© Khaled Desouki / AFP / Getty
Top Saudi officials have hit out at
shockingly low productivity in the country's bloated public sector, as the kingdom - reeling from low oil prices - tries to cut a
budget deficit that ran to nearly $100 billion last year.
"The amount worked [among state employees] doesn't even exceed an hour - and that's based on studies," civil service minister Khaled Alaraj said during an official discussion of Saudi Arabia's economy broadcast at prime time on Wednesday night.
More than two-thirds of all Saudis in employment work for the government - compared to fewer than 20 percent for the US - and last year the kingdom spent about 45 percent of its budget, or $128 billion, to pay their wages. Prior to recent reforms, even a conscientious Saudi national civil servant had generous perks - a 35-hour working week, almost no prospect of being made redundant, and frequent bonuses, such as two monthly salaries paid to every bureaucrat, when King Salman ascended to the throne in early 2015. "In my ministry we have more than a million job applicants. Of them, 200,000 are already working in the private sector and are prepared to take a pay cut," said Alaraj.

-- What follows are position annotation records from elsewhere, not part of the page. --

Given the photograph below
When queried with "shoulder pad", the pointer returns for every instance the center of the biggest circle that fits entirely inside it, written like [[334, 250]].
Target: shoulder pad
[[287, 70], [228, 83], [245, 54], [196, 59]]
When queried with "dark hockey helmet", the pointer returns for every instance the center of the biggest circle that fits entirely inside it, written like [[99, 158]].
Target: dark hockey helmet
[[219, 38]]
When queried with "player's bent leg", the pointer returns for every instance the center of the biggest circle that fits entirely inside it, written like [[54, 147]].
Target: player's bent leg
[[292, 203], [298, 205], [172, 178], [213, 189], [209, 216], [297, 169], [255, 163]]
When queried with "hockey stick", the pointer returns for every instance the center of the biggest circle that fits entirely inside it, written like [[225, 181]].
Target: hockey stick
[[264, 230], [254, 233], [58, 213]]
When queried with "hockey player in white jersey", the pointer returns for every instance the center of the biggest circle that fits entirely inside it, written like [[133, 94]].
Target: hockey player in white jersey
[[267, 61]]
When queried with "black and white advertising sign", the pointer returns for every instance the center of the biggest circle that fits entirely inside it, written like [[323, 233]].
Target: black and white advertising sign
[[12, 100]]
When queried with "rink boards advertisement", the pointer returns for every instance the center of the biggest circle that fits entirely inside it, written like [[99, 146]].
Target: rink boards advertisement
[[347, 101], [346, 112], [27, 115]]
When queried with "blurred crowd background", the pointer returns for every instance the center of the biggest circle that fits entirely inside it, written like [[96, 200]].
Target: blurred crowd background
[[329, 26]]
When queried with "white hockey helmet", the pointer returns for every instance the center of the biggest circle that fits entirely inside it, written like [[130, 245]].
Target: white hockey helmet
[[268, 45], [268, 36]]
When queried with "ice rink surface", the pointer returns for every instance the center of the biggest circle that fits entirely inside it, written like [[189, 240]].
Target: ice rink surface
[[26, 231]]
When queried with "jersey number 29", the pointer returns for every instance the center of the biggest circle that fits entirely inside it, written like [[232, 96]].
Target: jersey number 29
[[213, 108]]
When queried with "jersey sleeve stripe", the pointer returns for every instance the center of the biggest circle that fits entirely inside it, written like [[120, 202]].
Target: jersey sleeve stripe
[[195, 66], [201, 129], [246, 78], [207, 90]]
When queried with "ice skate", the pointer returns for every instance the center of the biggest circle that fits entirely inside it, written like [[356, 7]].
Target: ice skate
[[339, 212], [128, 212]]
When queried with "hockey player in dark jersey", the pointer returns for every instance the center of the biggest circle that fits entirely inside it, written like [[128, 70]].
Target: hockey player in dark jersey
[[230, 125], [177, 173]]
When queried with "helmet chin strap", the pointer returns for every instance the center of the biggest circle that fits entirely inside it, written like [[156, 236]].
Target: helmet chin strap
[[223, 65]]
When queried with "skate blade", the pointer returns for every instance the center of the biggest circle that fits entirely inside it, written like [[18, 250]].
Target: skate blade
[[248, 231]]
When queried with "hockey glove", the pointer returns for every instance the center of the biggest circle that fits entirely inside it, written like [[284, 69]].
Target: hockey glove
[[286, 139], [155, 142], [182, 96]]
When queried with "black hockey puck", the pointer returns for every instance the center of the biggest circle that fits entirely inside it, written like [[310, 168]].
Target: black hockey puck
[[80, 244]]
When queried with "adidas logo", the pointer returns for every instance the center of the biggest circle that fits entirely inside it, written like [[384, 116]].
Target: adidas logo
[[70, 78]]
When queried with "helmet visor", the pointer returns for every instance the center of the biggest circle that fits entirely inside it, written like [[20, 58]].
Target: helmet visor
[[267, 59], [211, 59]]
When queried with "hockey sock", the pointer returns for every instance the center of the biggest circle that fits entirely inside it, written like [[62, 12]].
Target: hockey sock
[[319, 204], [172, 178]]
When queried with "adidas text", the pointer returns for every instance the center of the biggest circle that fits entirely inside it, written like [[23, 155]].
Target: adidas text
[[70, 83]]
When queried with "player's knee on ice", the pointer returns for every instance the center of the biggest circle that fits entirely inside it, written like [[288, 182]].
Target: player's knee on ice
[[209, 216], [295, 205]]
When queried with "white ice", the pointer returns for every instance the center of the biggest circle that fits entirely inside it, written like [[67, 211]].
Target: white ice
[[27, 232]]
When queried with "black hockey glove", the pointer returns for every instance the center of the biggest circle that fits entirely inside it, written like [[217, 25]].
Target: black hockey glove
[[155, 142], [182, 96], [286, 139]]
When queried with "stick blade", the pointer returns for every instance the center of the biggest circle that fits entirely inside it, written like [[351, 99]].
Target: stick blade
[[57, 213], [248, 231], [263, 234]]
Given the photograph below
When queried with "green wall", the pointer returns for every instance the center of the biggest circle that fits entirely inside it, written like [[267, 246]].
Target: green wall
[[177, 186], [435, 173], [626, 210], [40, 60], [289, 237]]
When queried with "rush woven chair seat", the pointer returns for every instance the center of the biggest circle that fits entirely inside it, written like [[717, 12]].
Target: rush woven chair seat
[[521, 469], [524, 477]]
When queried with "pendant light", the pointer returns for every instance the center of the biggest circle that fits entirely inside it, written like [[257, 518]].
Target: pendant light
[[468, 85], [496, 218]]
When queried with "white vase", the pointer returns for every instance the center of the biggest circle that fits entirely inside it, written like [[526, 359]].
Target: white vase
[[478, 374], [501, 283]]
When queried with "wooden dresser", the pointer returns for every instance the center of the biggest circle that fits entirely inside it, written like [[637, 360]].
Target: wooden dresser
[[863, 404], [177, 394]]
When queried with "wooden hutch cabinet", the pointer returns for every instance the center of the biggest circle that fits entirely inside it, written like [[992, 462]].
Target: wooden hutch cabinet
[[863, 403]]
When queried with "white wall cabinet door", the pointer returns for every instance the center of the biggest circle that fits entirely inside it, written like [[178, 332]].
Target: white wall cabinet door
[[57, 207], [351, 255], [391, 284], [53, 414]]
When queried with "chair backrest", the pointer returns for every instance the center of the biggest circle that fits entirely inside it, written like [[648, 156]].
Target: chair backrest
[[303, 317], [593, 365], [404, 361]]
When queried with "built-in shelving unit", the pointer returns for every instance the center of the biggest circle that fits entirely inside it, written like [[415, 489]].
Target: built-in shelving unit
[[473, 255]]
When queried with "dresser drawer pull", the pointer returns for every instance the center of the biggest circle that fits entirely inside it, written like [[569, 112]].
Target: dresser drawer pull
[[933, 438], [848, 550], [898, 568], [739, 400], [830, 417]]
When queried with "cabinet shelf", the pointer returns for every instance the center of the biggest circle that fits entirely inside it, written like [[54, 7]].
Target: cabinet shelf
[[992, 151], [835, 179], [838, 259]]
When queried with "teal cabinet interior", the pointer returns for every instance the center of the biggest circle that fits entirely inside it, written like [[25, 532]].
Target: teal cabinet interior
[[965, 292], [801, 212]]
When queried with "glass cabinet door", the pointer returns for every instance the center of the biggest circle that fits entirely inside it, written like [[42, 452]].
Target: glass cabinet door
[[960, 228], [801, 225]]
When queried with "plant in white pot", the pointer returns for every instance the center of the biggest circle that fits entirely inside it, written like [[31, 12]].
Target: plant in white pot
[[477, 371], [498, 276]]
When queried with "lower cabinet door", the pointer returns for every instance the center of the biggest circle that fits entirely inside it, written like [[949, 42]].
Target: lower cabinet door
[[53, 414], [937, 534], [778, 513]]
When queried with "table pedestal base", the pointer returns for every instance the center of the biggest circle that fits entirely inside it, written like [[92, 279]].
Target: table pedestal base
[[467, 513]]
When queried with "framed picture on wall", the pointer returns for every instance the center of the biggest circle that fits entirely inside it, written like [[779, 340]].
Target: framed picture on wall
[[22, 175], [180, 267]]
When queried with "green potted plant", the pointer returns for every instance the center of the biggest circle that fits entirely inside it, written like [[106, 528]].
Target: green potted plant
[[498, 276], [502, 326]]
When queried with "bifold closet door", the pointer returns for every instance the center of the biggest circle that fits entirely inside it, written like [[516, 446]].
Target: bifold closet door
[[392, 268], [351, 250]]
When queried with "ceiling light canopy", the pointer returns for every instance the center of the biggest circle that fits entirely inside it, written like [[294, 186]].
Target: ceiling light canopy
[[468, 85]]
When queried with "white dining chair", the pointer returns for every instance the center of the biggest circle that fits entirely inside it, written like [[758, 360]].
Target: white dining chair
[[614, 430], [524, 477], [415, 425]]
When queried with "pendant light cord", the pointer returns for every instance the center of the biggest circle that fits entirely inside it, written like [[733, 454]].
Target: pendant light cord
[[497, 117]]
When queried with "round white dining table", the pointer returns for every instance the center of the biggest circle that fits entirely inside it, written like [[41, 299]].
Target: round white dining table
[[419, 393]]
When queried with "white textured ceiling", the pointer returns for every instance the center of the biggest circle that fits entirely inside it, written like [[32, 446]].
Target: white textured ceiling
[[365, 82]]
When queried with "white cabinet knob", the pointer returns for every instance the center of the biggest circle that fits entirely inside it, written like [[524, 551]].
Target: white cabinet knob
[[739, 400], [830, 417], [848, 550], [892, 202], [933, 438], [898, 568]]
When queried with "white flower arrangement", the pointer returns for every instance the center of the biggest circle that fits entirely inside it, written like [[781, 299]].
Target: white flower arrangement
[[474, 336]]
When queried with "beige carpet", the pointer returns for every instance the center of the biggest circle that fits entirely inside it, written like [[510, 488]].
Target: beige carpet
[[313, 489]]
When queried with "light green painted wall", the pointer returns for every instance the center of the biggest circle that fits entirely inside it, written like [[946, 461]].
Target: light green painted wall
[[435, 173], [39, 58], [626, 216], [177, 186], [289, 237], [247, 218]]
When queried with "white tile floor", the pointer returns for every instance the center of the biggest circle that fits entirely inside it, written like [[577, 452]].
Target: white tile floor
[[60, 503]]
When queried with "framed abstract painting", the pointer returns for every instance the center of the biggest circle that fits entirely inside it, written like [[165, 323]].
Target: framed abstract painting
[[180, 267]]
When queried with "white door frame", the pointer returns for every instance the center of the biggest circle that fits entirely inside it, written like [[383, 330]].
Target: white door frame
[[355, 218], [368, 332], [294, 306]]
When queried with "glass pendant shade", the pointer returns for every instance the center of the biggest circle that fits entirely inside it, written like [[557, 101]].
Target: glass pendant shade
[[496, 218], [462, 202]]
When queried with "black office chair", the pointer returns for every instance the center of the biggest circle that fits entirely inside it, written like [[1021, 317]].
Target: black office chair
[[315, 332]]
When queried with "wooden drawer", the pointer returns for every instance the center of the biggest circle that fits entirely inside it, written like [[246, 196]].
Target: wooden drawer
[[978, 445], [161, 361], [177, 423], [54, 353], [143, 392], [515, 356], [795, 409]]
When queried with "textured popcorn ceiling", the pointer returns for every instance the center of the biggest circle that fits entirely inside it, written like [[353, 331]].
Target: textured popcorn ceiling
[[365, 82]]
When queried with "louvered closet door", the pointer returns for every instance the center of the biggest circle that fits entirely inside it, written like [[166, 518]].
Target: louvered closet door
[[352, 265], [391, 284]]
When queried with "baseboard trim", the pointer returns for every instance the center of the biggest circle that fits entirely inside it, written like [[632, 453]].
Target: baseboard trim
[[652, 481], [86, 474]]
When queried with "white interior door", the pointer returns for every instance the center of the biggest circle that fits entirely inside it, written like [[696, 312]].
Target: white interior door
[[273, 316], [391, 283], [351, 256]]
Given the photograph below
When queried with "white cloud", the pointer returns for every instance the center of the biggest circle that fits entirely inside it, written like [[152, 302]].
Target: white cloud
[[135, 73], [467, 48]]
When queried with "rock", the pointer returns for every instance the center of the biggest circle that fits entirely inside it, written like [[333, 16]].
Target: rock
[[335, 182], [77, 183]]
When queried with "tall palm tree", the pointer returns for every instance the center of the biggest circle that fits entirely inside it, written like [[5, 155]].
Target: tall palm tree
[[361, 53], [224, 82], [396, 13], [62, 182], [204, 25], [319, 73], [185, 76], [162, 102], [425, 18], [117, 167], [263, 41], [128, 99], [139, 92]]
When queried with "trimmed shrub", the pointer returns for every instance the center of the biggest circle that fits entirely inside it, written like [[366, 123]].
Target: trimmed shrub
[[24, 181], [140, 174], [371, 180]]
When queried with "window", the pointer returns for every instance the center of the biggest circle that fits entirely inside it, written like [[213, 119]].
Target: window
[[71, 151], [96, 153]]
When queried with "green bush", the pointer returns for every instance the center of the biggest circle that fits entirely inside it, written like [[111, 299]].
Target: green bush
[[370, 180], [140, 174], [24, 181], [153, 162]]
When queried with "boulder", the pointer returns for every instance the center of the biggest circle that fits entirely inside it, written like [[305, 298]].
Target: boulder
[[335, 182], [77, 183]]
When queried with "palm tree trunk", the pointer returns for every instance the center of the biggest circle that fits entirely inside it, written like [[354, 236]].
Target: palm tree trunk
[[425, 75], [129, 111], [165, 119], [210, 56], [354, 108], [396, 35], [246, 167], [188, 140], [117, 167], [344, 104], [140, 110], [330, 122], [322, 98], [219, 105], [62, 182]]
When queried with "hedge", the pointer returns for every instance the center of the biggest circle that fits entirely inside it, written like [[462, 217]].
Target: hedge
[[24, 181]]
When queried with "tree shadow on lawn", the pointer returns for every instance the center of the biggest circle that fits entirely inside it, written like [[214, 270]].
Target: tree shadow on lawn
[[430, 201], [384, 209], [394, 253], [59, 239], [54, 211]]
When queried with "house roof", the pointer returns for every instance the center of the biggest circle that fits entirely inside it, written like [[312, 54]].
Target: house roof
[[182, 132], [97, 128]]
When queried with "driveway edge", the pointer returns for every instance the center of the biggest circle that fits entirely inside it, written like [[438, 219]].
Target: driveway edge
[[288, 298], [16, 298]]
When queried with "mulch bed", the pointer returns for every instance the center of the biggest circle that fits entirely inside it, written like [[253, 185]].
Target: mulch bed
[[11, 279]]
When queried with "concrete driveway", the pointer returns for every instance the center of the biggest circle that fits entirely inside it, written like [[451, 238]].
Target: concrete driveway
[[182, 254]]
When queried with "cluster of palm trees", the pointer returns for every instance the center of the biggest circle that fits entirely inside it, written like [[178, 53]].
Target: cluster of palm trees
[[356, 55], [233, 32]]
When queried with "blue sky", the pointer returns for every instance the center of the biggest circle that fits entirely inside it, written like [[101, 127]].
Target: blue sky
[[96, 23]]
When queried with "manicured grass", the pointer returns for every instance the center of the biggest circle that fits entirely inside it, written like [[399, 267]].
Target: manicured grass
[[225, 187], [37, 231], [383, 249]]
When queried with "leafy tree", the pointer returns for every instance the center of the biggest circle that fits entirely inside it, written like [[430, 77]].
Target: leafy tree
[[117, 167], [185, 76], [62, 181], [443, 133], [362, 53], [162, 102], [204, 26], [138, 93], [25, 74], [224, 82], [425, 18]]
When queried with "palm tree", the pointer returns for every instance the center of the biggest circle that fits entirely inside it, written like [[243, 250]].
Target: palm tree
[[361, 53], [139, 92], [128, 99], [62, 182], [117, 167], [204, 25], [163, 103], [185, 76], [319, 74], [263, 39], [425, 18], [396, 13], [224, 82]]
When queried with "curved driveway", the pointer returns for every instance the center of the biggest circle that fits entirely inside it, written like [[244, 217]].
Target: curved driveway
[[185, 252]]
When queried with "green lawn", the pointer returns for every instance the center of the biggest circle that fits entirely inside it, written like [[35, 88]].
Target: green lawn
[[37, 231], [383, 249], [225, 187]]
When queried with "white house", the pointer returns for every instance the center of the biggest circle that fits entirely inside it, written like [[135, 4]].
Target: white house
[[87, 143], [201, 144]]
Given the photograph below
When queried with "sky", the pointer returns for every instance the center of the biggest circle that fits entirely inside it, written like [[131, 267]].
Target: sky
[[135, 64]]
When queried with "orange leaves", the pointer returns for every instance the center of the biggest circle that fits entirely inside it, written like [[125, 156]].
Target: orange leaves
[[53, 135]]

With the economy expected to expand by only
1.2 percent this year, and oil prices hovering at around
$50 per barrel, Saudi Arabia vast oil reserves, which still stand at over
$500 billion, have been
depleting at an alarming rate. "If we didn't take any reform measures, and if the global economy stays the same, then
we're doomed for bankruptcy in three to four years," said Mohamed Al Tuwaijri, the deputy economy minister, at the same meeting.